Geman Donald, Geman Stuart, Hallonquist Neil, Younes Laurent
Department of Applied Mathematics and Statistics, Johns Hopkins University, Baltimore, MD 21287; and.
Division of Applied Mathematics, Brown University, Providence, RI 02912
Proc Natl Acad Sci U S A. 2015 Mar 24;112(12):3618-23. doi: 10.1073/pnas.1422953112. Epub 2015 Mar 9.
Today, computer vision systems are tested by their accuracy in detecting and localizing instances of objects.

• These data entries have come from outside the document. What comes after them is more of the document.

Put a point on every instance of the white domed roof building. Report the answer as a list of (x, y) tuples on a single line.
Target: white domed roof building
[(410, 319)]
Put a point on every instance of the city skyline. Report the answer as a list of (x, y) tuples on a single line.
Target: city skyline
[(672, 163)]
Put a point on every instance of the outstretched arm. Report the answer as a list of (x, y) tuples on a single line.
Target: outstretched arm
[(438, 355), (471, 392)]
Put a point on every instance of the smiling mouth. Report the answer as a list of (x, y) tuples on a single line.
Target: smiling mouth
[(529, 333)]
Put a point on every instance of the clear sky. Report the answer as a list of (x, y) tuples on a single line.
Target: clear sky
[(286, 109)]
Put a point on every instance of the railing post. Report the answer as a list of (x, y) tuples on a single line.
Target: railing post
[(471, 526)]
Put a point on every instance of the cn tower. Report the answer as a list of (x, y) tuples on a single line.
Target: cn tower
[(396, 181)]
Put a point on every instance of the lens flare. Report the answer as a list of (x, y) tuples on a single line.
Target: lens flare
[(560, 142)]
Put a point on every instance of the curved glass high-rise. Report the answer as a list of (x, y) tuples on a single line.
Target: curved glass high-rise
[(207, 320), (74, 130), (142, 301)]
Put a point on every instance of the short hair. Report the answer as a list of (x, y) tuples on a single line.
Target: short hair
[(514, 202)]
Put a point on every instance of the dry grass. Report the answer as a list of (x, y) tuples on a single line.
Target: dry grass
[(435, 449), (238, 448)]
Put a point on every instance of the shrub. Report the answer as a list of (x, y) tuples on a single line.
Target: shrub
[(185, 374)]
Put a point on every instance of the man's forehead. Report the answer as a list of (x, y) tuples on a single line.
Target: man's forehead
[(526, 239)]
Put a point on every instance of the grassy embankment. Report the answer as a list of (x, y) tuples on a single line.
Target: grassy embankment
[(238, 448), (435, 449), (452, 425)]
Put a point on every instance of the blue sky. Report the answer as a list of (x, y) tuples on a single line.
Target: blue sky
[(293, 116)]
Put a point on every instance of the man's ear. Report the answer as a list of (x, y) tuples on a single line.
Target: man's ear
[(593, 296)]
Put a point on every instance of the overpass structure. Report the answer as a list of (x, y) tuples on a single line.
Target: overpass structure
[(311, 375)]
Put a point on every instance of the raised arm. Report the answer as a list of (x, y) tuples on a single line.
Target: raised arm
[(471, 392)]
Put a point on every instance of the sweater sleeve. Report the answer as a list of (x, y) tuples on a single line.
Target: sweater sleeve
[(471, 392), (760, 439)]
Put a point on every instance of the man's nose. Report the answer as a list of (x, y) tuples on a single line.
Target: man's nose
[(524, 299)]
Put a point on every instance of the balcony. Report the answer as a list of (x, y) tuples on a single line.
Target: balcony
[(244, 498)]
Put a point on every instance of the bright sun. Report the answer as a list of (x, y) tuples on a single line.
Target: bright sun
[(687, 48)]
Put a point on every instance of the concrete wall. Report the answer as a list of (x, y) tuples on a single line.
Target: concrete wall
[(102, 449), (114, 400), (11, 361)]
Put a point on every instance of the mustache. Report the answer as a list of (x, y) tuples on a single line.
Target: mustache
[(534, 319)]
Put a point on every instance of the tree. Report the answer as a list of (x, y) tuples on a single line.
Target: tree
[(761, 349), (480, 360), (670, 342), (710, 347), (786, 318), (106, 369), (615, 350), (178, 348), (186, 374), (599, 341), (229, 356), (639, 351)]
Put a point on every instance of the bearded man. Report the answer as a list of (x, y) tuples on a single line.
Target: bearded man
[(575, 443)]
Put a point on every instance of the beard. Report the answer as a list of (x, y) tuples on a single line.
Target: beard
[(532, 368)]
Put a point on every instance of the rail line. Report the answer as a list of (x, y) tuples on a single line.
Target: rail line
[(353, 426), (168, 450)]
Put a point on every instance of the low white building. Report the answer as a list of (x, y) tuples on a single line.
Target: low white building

As an alternative, and motivated by the ability of humans to provide far richer descriptions and even tell a story about an image, we construct a "visual Turing test": an operator-assisted device that produces a stochastic sequence of binary questions from a given test image. The query engine proposes a question; the operator either provides the correct answer or rejects the question as ambiguous; the engine proposes the next question ("just-in-time truthing"). The test is then administered to the computer-vision system, one question at a time. After the system's answer is recorded, the system is provided the correct answer and the next question. Parsing is trivial and deterministic; the system being tested requires no natural language processing. The query engine employs statistical constraints, learned from a training set, to produce questions with essentially unpredictable answers-the answer to a question, given the history of questions and their correct answers, is nearly equally likely to be positive or negative. In this sense, the test is only about vision. The system is designed to produce streams of questions that follow natural story lines, from the instantiation of a unique object, through an exploration of its properties, and on to its relationships with other uniquely instantiated objects.
如今,计算机视觉系统通过检测和定位物体实例的准确性来进行测试。作为一种替代方法,并且受人类能够提供更丰富描述甚至讲述图像故事的能力的启发,我们构建了一个“视觉图灵测试”:一种由操作员辅助的设备,它从给定的测试图像中生成一系列随机的二元问题。查询引擎提出一个问题;操作员要么提供正确答案,要么以问题模糊为由拒绝该问题;引擎提出下一个问题(“即时验证”)。然后一次向计算机视觉系统提出一个问题来进行测试。记录系统的答案后,向系统提供正确答案和下一个问题。解析过程简单且具有确定性;被测试的系统不需要自然语言处理。查询引擎利用从训练集中学习到的统计约束来生成答案基本不可预测的问题——给定问题历史及其正确答案,一个问题的答案几乎同样可能是肯定或否定的。从这个意义上说,该测试仅关乎视觉。该系统旨在生成遵循自然故事情节的问题流,从单个独特物体的实例化开始,通过探索其属性,再到它与其他独特实例化物体的关系。